I would suggest to leave this test (mostly?) unchanged and create a new one.

alekseyshl updated this revision to Diff 82705.Dec 29 2016, 4:21 PM
  • Address comments.
  • Add a test to verify "one allocation per thread" scenario.
  • Add unit test for SanitizerQuarantine batch transfers.
alekseyshl marked 2 inline comments as done.Dec 29 2016, 4:21 PM

Done

alekseyshl updated this revision to Diff 82709.Dec 29 2016, 4:55 PM
  • Add dropped out line back.
alekseyshl updated this revision to Diff 84915.Jan 18 2017, 5:20 PM
  • Address comments.
  • Add a test to verify "one allocation per thread" scenario.
  • Add unit test for SanitizerQuarantine batch transfers.
  • Add dropped out line back.
  • Merge quarantine blocks on Recycle, not on Put.

PTAL

Doing even minimal work under cache spin lock on Put proven to be too slow in certain conditions (many threads, many allocations). The spin lock contention hits slow path (__sanitizer::internal_sched_yield()) and context switch results in dramatically slower execution (up to 20x slowdown observed in tests).

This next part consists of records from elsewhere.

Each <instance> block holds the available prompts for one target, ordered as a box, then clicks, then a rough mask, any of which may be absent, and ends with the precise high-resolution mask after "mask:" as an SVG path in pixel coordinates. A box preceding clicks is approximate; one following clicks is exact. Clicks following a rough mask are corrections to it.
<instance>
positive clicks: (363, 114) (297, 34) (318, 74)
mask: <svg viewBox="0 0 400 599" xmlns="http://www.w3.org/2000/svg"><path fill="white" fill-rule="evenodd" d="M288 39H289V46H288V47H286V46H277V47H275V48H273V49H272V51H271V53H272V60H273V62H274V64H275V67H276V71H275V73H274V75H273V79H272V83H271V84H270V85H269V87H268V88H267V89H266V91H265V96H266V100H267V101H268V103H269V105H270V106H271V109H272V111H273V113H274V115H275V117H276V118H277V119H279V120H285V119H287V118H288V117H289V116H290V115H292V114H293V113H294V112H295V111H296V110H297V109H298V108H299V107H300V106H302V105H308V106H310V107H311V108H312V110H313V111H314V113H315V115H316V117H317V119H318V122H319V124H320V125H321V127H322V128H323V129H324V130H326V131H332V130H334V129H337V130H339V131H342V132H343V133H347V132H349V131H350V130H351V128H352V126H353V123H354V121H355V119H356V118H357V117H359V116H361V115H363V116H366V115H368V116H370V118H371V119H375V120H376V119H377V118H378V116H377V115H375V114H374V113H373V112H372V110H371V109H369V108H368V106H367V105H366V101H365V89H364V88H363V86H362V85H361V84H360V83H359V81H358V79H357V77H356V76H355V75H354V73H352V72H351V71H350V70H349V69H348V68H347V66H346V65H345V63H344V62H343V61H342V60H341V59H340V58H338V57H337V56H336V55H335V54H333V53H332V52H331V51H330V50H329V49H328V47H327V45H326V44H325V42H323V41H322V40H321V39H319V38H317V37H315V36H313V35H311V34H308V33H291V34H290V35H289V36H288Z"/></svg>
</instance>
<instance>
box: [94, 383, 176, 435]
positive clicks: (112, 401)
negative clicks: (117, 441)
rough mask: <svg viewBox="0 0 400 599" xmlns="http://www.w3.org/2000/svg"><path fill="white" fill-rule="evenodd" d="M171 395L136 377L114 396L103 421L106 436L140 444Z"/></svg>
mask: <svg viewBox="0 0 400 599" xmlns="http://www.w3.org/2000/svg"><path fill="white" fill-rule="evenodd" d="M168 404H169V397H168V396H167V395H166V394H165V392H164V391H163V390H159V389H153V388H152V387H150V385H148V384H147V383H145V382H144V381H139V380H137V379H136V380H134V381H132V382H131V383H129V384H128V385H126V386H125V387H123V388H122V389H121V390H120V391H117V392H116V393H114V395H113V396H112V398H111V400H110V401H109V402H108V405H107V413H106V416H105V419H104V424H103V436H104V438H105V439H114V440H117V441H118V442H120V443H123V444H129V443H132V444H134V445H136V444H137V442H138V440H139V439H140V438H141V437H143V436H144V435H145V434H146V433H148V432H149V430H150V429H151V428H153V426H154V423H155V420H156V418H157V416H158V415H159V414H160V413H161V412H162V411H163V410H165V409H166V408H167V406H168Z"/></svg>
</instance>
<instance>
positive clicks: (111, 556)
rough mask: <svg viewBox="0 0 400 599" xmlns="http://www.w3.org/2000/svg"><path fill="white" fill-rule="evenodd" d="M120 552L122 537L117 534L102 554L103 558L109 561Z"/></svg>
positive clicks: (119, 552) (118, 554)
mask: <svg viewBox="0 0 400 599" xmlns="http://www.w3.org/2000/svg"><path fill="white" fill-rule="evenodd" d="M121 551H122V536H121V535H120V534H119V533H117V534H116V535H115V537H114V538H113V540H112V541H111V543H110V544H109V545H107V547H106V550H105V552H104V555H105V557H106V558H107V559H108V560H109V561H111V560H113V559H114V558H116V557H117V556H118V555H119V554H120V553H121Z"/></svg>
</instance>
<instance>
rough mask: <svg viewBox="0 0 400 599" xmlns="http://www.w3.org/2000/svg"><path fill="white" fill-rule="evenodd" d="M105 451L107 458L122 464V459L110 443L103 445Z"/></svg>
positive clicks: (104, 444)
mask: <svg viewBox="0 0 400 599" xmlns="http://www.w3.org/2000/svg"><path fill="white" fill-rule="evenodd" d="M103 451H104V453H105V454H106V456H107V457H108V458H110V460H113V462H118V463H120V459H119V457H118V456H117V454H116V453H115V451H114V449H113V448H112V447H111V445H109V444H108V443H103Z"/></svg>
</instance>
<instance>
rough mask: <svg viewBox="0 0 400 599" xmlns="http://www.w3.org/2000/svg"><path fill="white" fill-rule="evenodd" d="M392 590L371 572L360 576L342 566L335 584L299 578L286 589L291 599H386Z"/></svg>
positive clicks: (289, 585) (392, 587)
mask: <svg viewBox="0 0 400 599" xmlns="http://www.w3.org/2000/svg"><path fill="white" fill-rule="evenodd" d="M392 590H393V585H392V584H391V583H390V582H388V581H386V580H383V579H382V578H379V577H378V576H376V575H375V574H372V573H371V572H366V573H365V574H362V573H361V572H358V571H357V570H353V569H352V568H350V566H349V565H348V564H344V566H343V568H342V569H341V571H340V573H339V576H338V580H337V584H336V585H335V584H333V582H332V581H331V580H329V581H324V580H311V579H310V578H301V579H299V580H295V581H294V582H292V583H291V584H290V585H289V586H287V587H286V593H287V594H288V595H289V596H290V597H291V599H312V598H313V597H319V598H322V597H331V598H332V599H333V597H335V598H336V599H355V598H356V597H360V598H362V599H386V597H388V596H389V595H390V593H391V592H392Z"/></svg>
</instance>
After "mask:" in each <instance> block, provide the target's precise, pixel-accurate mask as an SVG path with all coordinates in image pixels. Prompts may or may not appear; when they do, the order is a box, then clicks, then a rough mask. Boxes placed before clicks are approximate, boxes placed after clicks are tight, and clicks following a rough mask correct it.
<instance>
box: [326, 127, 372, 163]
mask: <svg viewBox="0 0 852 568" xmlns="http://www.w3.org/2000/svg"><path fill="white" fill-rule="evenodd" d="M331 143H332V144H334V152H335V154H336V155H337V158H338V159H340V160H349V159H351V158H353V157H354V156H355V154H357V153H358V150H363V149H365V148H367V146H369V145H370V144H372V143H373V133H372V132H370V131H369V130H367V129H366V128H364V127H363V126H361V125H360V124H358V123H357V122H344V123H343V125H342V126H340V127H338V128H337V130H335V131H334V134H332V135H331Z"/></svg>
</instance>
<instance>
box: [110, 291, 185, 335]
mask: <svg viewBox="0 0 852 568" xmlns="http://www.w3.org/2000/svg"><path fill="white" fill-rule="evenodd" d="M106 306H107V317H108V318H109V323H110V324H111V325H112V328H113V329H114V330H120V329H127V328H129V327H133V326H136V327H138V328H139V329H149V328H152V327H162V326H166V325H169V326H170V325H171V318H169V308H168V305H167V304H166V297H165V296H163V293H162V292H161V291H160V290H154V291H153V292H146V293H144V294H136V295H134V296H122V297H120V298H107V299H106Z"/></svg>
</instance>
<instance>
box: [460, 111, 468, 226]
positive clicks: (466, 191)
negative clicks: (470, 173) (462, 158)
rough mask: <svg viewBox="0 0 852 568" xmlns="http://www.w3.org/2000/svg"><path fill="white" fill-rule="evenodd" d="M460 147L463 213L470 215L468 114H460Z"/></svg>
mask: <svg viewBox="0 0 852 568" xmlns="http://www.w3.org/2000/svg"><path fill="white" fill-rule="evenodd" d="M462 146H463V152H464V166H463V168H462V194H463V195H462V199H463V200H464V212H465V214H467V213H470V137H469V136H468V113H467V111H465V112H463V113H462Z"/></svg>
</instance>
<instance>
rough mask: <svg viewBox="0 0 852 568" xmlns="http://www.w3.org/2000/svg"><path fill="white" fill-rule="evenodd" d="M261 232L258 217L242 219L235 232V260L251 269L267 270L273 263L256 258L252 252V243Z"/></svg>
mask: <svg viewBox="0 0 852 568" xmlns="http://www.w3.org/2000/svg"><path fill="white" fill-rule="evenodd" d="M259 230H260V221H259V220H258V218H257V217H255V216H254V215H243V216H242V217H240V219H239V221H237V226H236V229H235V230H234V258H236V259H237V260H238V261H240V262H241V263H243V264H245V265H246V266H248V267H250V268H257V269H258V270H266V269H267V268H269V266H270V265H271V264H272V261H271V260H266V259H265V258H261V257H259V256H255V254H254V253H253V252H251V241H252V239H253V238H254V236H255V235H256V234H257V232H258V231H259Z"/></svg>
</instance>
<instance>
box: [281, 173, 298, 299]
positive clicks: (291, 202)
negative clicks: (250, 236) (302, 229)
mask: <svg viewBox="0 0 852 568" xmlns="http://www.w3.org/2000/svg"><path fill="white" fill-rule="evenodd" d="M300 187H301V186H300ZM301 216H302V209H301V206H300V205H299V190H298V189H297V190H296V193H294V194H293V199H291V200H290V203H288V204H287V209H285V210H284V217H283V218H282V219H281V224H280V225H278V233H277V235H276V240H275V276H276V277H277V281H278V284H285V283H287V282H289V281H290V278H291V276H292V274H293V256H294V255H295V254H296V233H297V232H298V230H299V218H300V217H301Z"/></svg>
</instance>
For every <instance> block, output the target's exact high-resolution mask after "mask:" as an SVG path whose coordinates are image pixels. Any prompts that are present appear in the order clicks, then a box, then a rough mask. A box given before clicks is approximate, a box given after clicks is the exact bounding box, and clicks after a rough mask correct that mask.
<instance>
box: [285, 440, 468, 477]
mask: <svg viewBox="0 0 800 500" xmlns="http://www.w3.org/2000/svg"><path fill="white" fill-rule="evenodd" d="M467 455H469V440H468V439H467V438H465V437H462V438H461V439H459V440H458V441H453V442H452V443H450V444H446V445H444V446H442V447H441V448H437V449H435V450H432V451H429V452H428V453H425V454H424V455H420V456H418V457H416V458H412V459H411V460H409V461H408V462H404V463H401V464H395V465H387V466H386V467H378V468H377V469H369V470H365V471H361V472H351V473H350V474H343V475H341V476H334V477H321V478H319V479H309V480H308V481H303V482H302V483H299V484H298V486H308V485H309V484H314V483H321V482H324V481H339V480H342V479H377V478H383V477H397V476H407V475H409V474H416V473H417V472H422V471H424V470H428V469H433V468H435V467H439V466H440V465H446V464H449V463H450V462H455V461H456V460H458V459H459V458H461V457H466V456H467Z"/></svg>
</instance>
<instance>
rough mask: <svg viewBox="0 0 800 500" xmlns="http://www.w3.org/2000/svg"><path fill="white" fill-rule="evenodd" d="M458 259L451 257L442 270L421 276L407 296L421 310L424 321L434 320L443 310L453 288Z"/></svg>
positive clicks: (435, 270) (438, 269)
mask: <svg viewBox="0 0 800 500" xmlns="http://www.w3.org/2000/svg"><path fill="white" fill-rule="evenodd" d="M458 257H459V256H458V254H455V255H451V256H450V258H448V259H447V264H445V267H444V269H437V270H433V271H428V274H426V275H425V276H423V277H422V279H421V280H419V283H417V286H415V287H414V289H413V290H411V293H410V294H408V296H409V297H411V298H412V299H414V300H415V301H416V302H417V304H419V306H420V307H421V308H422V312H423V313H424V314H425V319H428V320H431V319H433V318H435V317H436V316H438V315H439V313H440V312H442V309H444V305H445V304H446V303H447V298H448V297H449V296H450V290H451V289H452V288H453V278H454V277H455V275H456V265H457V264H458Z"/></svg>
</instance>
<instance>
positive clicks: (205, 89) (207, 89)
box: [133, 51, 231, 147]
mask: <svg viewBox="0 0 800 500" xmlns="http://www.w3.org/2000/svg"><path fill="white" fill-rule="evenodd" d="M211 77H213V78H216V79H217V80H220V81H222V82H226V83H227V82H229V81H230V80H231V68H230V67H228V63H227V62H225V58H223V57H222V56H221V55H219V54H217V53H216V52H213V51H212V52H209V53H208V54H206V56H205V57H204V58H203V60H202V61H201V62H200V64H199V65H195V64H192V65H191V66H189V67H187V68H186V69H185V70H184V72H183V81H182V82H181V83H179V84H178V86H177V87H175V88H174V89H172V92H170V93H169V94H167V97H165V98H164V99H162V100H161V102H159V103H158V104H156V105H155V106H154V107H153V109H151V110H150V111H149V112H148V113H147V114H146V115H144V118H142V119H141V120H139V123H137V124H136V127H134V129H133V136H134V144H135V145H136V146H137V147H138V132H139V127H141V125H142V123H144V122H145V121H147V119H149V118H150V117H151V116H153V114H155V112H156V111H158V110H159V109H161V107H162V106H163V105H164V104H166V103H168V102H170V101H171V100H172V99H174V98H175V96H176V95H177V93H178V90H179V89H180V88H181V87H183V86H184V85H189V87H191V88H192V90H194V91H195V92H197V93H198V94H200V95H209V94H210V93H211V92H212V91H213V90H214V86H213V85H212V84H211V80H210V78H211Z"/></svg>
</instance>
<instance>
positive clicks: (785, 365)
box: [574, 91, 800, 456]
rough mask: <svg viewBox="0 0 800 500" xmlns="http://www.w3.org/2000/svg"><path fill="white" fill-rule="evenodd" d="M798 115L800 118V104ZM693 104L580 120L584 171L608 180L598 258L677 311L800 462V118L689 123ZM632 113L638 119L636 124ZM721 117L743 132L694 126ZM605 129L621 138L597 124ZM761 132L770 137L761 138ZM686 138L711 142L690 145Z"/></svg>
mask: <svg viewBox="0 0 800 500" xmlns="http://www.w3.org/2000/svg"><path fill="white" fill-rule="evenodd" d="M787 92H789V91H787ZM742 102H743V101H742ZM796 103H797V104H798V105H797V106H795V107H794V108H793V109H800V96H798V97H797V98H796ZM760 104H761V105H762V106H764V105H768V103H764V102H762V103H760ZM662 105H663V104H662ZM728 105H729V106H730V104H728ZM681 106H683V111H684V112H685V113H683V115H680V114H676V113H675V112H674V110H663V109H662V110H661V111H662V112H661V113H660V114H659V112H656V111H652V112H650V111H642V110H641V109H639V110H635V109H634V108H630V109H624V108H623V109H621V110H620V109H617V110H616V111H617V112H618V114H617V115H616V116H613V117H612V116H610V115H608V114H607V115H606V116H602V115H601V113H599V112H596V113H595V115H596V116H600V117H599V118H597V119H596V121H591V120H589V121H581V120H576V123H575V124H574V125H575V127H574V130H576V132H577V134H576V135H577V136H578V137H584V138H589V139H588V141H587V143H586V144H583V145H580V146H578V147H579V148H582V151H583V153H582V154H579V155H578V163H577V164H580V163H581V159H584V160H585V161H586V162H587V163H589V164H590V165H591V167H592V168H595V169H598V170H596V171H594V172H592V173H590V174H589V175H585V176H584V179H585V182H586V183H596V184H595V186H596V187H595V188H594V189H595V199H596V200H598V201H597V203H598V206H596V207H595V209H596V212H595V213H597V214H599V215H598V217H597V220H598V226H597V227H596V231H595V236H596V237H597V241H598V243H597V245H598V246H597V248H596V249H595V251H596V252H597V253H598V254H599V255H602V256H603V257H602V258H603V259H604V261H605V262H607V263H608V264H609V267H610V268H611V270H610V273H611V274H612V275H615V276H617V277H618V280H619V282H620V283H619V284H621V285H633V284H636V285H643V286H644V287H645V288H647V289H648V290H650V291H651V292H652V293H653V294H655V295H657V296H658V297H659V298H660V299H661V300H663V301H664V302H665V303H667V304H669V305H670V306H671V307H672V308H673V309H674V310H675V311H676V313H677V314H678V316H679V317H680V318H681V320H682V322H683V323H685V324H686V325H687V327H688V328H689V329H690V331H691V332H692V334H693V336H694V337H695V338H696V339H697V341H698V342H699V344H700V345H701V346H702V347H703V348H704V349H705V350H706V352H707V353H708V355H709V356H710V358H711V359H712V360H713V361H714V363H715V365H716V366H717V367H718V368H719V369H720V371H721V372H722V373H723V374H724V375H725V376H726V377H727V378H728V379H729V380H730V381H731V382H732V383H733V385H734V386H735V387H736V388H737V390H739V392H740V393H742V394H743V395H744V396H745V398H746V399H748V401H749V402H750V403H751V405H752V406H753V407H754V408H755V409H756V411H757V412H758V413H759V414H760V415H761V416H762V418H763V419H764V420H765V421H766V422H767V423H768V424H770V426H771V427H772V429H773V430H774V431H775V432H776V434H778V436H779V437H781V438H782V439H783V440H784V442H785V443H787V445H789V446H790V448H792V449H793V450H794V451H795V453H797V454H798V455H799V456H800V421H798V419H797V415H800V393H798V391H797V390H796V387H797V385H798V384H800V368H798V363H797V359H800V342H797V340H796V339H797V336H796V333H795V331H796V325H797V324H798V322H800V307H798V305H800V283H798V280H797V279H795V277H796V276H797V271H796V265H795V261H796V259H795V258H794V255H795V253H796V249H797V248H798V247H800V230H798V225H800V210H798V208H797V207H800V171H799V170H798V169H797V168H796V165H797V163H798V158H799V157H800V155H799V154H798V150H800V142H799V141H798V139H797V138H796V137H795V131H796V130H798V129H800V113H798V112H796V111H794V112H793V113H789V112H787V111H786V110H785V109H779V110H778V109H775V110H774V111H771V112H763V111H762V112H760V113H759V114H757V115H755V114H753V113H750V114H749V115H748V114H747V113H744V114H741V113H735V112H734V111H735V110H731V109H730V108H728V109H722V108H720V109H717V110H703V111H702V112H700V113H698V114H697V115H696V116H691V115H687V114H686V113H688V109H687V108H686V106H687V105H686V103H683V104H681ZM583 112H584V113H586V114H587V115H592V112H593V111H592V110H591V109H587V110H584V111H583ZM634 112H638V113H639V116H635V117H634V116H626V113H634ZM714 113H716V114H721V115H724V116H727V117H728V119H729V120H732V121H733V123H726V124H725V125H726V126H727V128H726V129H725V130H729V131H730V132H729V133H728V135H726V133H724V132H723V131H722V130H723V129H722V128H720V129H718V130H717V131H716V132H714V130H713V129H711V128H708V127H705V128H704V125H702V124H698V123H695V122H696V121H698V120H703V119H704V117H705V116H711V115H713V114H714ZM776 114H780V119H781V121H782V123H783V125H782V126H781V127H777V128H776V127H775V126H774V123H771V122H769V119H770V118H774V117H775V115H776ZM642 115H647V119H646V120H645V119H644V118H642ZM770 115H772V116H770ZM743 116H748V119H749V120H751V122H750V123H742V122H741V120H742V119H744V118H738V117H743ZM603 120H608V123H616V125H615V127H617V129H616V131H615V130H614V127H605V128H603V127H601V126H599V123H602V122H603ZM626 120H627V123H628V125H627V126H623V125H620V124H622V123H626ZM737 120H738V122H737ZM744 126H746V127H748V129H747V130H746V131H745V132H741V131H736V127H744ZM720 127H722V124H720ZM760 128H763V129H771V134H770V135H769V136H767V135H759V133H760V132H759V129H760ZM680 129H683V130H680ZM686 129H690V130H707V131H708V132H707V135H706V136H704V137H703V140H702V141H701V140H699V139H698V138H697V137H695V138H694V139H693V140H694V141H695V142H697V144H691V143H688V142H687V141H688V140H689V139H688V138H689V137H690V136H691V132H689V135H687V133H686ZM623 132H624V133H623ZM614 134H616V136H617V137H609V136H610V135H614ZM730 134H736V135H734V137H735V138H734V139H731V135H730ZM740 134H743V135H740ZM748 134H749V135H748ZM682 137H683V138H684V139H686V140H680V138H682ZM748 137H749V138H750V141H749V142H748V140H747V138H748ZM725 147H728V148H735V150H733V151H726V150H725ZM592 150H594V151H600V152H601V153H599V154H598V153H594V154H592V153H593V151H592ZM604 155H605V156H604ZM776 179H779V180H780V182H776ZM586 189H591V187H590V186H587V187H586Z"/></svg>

eugenis added inline comments.Jan 18 2017, 6:05 PM
lib/sanitizer_common/sanitizer_quarantine.h
38 ↗(On Diff #84915)

would it make the code simpler if we removed sizeof(QuarantineBatch) from here?

125 ↗(On Diff #84915)

s/options/limits

alekseyshl marked an inline comment as done.Jan 19 2017, 9:52 AM
alekseyshl added inline comments.
lib/sanitizer_common/sanitizer_quarantine.h
38 ↗(On Diff #84915)

I guess, you mean to do not account for the quarantine batch size here and calculate the overhead every time we check whether the quarantine limit is reached? It will simplify the code a little bit, but we will have to perform this calculation on every Put() call or, if we still going to roll it into size_, EnqueueBatch, DequeueBatch and MergeBatches will have to be aware of it (not that great too).

alekseyshl updated this revision to Diff 84986.Jan 19 2017, 9:52 AM
  • Message text changes

LGTM

lib/sanitizer_common/sanitizer_quarantine.h
38 ↗(On Diff #84915)

OK. Does not really matter.

This revision was automatically updated to reflect the committed changes.